Calculator
Enter whole numbers only. Separate values with commas, spaces, semicolons, or new lines.
Example Data Table
| Example Inputs | GCF | Reason |
|---|---|---|
| 48, 72, 120 | 24 | 24 divides all three numbers evenly. |
| 18, 24, 30 | 6 | 6 is the largest shared positive divisor. |
| 0, 45, 60 | 15 | Zero does not reduce the common divisor here. |
| -32, 48, 80 | 16 | Negative signs are ignored for GCF size. |
Formula Used
The calculator mainly uses the Euclidean algorithm. For two integers a and b, the rule is gcd(a, b) = gcd(b, a mod b). The process repeats until the remainder becomes zero. The last nonzero remainder is the greatest common factor.
For more than two integers, the calculator applies the rule pair by pair:
gcd(a, b, c, ... ) = gcd(gcd(a, b), c, ... )
When prime factorization is selected, the calculator also checks the primes shared by every nonzero input and keeps the smallest exponent for each shared prime.
How to Use This Calculator
- Enter at least two whole numbers in the integer field.
- Separate values with commas, spaces, semicolons, or line breaks.
- Choose an algorithm and the display options you want.
- Click Calculate GCF to generate the result summary.
- Review the GCF, factorization, common factors, tables, and Plotly graph.
- Use the CSV or PDF buttons to save your result.
FAQs
1. What is the greatest common factor?
The greatest common factor is the largest positive integer that divides every number in the set without leaving a remainder.
2. Can I enter more than two numbers?
Yes. The calculator accepts multiple integers and reduces them step by step until one final common factor remains.
3. Does the calculator accept negative numbers?
Yes. Negative signs do not change the factor size. The calculator uses absolute values when determining the greatest common factor.

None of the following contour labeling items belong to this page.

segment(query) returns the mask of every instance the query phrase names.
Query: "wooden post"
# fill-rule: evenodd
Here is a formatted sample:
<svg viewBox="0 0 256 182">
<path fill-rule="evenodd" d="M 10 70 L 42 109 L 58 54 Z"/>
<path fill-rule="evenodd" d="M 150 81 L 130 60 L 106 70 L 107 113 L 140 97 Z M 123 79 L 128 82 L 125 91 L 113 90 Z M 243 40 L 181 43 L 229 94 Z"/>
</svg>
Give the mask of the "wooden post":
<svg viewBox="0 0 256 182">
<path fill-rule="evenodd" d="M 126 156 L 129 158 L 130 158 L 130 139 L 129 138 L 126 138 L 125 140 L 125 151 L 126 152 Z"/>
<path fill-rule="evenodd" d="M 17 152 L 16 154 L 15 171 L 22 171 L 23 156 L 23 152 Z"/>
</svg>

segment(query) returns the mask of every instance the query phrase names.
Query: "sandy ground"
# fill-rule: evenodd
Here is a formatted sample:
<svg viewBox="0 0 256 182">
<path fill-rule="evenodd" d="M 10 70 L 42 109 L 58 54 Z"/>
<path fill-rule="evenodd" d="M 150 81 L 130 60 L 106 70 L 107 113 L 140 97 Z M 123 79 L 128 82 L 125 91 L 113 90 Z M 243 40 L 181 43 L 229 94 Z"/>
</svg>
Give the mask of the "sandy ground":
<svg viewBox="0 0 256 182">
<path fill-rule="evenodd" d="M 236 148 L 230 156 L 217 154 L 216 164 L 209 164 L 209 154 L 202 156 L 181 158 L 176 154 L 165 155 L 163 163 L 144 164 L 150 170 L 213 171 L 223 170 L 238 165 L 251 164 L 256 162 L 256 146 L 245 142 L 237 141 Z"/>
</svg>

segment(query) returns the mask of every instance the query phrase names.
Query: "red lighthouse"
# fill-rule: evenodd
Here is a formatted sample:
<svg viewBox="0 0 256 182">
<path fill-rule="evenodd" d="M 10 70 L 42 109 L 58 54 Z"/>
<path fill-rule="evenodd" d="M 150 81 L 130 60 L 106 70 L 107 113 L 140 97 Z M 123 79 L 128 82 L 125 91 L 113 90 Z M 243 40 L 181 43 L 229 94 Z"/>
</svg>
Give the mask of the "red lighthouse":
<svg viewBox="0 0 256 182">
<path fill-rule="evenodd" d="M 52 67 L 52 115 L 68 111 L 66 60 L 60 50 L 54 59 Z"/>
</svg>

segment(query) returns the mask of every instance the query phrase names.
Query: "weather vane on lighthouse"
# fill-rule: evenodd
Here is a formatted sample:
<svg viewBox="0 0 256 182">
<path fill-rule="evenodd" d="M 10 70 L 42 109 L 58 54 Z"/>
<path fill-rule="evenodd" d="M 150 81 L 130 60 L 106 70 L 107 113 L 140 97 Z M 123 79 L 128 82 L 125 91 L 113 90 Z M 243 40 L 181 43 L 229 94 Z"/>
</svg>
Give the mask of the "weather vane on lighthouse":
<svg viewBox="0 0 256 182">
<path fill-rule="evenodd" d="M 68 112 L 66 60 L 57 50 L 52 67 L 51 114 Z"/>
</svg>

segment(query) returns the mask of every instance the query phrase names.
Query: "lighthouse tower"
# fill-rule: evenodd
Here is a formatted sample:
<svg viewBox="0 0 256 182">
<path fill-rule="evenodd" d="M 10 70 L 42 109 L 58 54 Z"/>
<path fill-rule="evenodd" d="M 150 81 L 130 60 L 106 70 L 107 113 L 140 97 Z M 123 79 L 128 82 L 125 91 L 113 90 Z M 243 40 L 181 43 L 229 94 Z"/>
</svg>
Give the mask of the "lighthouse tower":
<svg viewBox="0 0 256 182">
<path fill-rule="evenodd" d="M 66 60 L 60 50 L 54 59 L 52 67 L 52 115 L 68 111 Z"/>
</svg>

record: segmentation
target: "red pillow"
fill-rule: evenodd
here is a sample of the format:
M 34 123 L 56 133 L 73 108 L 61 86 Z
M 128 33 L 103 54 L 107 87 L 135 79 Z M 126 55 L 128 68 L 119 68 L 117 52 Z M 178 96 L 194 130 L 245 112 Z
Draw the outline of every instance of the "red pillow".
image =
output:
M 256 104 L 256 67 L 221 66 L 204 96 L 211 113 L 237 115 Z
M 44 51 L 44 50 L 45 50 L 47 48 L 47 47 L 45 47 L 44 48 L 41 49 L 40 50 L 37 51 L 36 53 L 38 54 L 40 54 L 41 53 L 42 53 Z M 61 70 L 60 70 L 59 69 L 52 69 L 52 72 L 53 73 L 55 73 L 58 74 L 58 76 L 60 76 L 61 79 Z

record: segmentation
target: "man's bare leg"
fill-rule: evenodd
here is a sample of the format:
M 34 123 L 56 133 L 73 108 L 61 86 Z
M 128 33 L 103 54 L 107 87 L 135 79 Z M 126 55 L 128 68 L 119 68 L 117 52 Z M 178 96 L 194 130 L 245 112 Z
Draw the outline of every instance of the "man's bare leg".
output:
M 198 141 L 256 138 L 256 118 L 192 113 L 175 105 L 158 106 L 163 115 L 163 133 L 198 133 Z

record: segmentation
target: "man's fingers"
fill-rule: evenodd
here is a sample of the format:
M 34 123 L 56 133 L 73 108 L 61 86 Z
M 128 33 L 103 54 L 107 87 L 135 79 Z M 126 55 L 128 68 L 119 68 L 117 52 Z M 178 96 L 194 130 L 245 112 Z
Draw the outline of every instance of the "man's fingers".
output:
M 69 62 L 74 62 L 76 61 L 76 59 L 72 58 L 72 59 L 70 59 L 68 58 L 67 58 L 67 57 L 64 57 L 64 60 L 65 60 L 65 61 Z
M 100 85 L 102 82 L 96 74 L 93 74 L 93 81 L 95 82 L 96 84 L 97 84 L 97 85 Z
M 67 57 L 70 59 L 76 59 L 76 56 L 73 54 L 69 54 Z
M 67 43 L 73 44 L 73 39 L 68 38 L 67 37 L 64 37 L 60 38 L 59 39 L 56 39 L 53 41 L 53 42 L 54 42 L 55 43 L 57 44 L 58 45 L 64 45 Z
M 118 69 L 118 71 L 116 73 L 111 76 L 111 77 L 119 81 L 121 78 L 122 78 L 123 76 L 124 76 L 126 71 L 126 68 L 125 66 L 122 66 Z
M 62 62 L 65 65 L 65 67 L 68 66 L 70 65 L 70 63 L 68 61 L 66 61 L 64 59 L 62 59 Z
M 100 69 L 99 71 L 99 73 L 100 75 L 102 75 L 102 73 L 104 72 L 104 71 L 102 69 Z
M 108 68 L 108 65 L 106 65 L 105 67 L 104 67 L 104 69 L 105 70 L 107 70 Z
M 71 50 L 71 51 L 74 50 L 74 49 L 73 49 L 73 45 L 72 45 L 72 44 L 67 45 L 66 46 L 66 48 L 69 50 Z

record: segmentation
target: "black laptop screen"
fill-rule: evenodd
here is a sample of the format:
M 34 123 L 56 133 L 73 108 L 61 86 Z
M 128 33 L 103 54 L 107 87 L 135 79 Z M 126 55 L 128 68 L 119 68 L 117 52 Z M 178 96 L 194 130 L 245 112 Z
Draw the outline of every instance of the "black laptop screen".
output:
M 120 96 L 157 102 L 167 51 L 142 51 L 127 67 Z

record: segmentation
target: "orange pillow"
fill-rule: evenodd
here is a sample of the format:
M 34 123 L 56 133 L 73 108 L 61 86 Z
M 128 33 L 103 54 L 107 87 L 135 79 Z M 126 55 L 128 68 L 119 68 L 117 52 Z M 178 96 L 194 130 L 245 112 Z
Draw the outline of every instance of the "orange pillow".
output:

4. What happens when one input is zero?
If one value is zero, the GCF comes from the remaining nonzero values. If all values are zero, the calculator reports a special zero case.
5. Which algorithm should I choose?
Euclidean mode is excellent for fast integer work. Prime factorization helps when you want to inspect shared primes. Hybrid balances speed and detail.
6. Why are only whole numbers allowed?
GCF is usually defined for integers. Decimals and fractions use different simplification methods, so this tool keeps the result mathematically clear.
7. What does the common factors list show?
It lists every positive divisor shared by the full set. The largest item in that list is always the greatest common factor.
8. Why should I download CSV or PDF results?
Downloads help with homework records, tutoring notes, worksheets, and quick result sharing when you need a saved copy.